One of the awesome parts about my internship is I have the chance to attend many of the events for whose information I condense and make more readable for professional researchers, policy makers, executives etc! Gives me a real good excuse to escape the busy work we get bogged down with at the office :)
Today was our first one. At the Cato Institute! I had a name badge and everything! With MY name on it! Dr. John Mearsheimer, professor, author, and International Relations theorist, gave an introduction to his book entitled: "Why Leaders Lie", in the which he "weighs the reasons for and the effects of the lies that presidents and dictators tell their people and other nations"(Carlos Lozada, Washington Post).

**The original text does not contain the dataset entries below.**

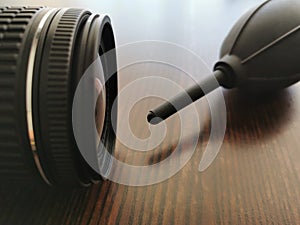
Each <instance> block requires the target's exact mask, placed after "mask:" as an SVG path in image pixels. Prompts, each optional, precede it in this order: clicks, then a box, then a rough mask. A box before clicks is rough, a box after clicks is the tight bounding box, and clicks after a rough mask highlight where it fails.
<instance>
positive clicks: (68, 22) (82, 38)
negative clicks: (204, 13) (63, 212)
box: [0, 7, 118, 186]
mask: <svg viewBox="0 0 300 225" xmlns="http://www.w3.org/2000/svg"><path fill="white" fill-rule="evenodd" d="M107 52H110V54H109V55H110V56H109V57H107V56H106V54H105V53H107ZM99 56H100V58H101V64H102V67H103V71H104V73H103V76H104V77H103V80H104V81H106V82H105V85H104V86H103V85H102V86H101V85H100V84H99V82H100V81H99V82H97V81H96V82H95V90H96V91H97V92H98V93H99V95H98V98H97V103H96V108H95V123H96V127H97V131H98V133H99V136H100V137H101V141H102V143H103V144H104V146H105V148H106V149H107V150H108V151H109V152H110V153H112V152H113V149H114V144H115V133H114V130H113V128H112V120H116V119H117V118H116V116H117V115H116V113H112V112H111V109H112V105H113V101H114V100H115V98H116V96H117V94H118V82H117V72H115V73H114V74H109V71H117V69H116V65H117V63H116V54H115V41H114V34H113V30H112V26H111V23H110V19H109V17H107V16H102V15H98V14H92V13H91V12H89V11H87V10H84V9H73V8H46V7H0V180H1V182H2V183H6V182H11V181H17V182H20V183H26V182H28V183H33V182H35V183H40V182H41V181H43V182H44V183H47V184H49V185H52V186H78V185H83V186H87V185H89V184H91V183H93V182H98V181H101V177H100V175H99V174H98V173H97V172H95V171H94V170H93V169H92V168H91V167H90V166H89V164H88V163H87V162H86V161H85V160H84V159H83V157H82V155H81V154H80V151H79V149H78V146H77V144H76V140H75V138H74V134H73V128H72V103H73V99H74V94H75V91H76V87H77V85H78V84H79V82H80V79H81V78H82V76H83V74H84V73H85V71H86V70H87V69H88V67H89V66H90V65H91V64H92V63H93V62H94V61H95V60H96V59H97V58H98V57H99Z"/></svg>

He started by explaining that his was a utilitarian view as opposed to a moral one. He explained the difference between lies, categorized them and then provided examples. It was really interesting! And A LOT easier to follow than economics!! I'll provide an outline of the general discussion:
Deception vs. Truth-telling
Truth-telling: facts told best to one's ability
Deception
- Lying
- Untrue
- False implication
- Spinning- emphasizing the positive, de-emphasizing the negative
- Concealment- hiding
Lying
- Inter-state lying
- Leader of one nation lies to foreign audience
- Fear-mongering
- threat inflation
- inner-state lying, within one's own country
- Strategic cover-up
- can't let foreign or own people know
- Nationalist myth
- State creates myth about themselves or the event in order to save face. "we" have to always consider ourselves the 'good guys'.
- Liberalize
- Lie to make the event fit into norms
Anyways so it was pretty interesting. He provided lots of examples, both domestic and foreign and has come to the conclusion that in his research and study has not found as much international lying but there's plenty of lying that takes place within one own's country. Lying works best when there's trust.. not a whole lot of trust in other countries therefore not as much good opportunity to lie. Plus it's too risky most of the time and the cost outweighs the returns. He also talked about how there's more tendency to lie in a democracy than in a non-democratic state. In a non-democratic state the leader, or ruler/dictator, doesn't need to gain permission or support as do leaders in a democracy. In order to gain that support in many cases the leaders use fear-mongering to insight a fear which results in the need to take action. Overall he feels leaders in some instances should lie in order to save the state and in the best interest of the people.